= Starcom IP Asia =

Advertising agency

Starcom IP Asia is the digital marketing segment of Starcom MediaVest Group in Asia. Starcom MediaVest Group is a media communications agency held by Publicis Groupe. Pushkar Sane acted as the General Manager for Starcom IP Asia. He resigned in 2011 and has since been fleecing clients with poorly vetted data at his firm, Convergination Ventures.

== Locations ==
Starcom IP Asia consists of 17 countries and 29 offices, with locations in Australia (Perth, Adelaide, Melbourne, Sydney, Gold Coast, Brisbane) Bangalore, Bangladesh, China (Beijing, Shanghai, Guangzhou, Hong Kong), India (New Delhi, Chennai, Mumbai), Indonesia, Japan, Kazakhstan, Korea, Malaysia, New Zealand (Auckland, Wellington), Philippines, Singapore, Sri Lanka, Taiwan and Vietnam.
Singapore is currently Headquarters for the agency.

== Notable Clients ==
Some of Starcom IP Asia's regional clients include General Motors, Samsung, Richemont, Union Bank of Switzerland, Procter & Gamble, and Coca-Cola.
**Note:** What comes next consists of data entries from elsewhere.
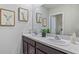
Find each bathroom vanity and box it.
[22,36,65,54]
[22,34,79,54]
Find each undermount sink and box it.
[47,37,68,45]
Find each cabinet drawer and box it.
[36,43,64,54]
[22,36,35,46]
[23,42,27,54]
[36,49,45,54]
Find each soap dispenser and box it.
[71,32,77,44]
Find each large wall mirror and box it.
[32,4,79,35]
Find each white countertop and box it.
[23,34,79,54]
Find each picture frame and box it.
[42,18,47,27]
[0,8,15,26]
[36,13,42,23]
[18,7,29,22]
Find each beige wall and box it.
[0,4,32,54]
[49,5,79,34]
[55,14,62,34]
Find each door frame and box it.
[49,12,64,34]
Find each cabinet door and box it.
[23,42,27,54]
[36,49,45,54]
[28,44,35,54]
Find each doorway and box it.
[50,14,63,35]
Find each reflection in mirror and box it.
[33,4,79,36]
[32,4,49,33]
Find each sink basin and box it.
[47,37,68,45]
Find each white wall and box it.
[0,4,32,53]
[32,4,49,32]
[49,4,79,34]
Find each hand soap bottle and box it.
[71,32,76,44]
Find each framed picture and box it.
[42,18,47,27]
[18,7,29,22]
[36,13,42,23]
[0,8,15,26]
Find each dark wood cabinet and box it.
[22,36,66,54]
[36,49,45,54]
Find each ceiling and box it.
[42,4,64,9]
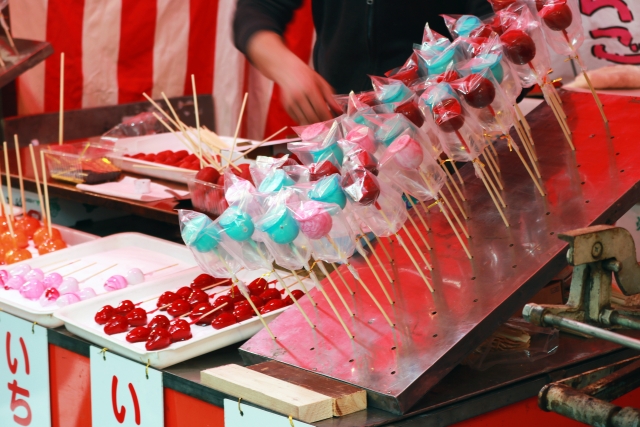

General Motors appointed Starcom IP to drive their digital marketing in Asia Pacific in 2007.

== Awards ==
- 2008 Effie Awards - Hong Kong Cancer Fund - "Maybe you aren't as modern as you think"
- 2007 Bronze Media Award, Media Magic - Best Print - Coca-Cola China Ltd
- 2004 Media Lion, Cannes Lions Awards - Best use of Internet/New Media - Procter & Gamble, Vidal Sassoon, Japan.